Progression-Free Survival Prediction Using Computed Tomography Foundation Models In Stereotactic Ablative Radiotherapy–Treated Oligometastatic Renal Cell Carcinoma
Abstract
Purpose
Stereotactic ablative radiotherapy (SAbR) has demonstrated efficacy in controlling oligometastatic renal cell carcinoma (omRCC) with safely delayed systemic therapy. However, a subset of patients has limited benefit from SAbR, which may require upfront systemic therapy to control the risk of metastatic progression. Early stratification of poor- versus good-responding patients could therefore support more individualized treatment decision-making for this patient population.
Methods
We developed a model to predict progression-free survival (PFS) in a cohort of 130 patients with omRCC treated with SAbR between November 2007 and July 2022. Patient demographic, clinical, and treatment-related variables were collected, along with PFS outcomes.

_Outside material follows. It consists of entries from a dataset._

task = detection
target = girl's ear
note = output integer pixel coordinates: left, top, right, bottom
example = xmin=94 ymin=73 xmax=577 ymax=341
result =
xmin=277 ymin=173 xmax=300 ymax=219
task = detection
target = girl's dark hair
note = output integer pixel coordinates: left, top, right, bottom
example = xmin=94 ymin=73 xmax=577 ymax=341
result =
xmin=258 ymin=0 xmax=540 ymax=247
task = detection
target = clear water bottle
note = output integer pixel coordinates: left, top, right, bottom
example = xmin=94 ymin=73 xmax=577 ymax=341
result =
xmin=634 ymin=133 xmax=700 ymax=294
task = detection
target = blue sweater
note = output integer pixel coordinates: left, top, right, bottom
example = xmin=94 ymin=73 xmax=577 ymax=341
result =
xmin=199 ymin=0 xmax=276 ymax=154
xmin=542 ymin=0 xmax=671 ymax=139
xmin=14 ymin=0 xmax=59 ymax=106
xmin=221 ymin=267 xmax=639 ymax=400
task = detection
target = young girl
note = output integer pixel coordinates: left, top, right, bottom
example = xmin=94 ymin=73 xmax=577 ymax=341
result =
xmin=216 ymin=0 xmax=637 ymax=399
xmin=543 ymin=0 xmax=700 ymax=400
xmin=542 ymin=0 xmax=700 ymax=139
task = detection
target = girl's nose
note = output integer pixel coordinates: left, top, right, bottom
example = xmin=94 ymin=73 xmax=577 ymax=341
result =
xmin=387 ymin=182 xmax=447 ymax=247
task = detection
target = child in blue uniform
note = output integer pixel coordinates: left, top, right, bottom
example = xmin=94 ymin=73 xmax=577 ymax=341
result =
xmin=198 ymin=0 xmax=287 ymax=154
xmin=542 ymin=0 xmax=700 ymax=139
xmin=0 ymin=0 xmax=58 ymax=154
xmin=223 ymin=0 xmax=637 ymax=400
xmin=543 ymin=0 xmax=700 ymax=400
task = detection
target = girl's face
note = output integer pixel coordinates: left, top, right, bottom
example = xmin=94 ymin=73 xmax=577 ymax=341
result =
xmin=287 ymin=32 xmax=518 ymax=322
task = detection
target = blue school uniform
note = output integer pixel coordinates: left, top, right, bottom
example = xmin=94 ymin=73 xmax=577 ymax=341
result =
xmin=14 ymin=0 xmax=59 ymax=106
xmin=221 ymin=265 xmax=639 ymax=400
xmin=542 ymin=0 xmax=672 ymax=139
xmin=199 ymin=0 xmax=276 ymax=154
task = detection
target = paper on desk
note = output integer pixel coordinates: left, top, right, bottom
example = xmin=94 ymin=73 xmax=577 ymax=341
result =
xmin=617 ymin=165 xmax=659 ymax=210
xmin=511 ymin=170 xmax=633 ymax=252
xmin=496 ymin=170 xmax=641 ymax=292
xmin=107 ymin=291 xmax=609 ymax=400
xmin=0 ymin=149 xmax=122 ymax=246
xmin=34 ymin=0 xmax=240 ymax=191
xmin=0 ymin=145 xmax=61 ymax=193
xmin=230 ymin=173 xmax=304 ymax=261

Planning CT images were available for all patients. A pretrained foundation model for 3D CT image analysis (Merlin) was used as the image feature extractor. Imaging and clinical features were integrated using a multitask logistic regression model to predict PFS risk scores. Two training strategies were evaluated: (1) using the foundation model solely as a fixed feature extractor without fine-tuning, and (2) fine-tuning the foundation model on this patient cohort. The dataset was randomly divided into training (60%), validation (20%), and testing (20%) sets.
Results
When the foundation CT model was used without fine-tuning, the concordance index (C-index) on the testing set was 0.53. Fine-tuning the foundation model on the omRCC cohort improved predictive performance, increasing the C-index to 0.69.
Conclusion
Task- and dataset-specific fine-tuning appears to be preferable when applying foundation models for imaging feature extraction. The proposed fine-tuned survival prediction model may enable earlier identification of patients unlikely to benefit from SAbR alone, allowing timely integration of systemic therapies alongside local treatment to potentially improve outcomes in patients with omRCC.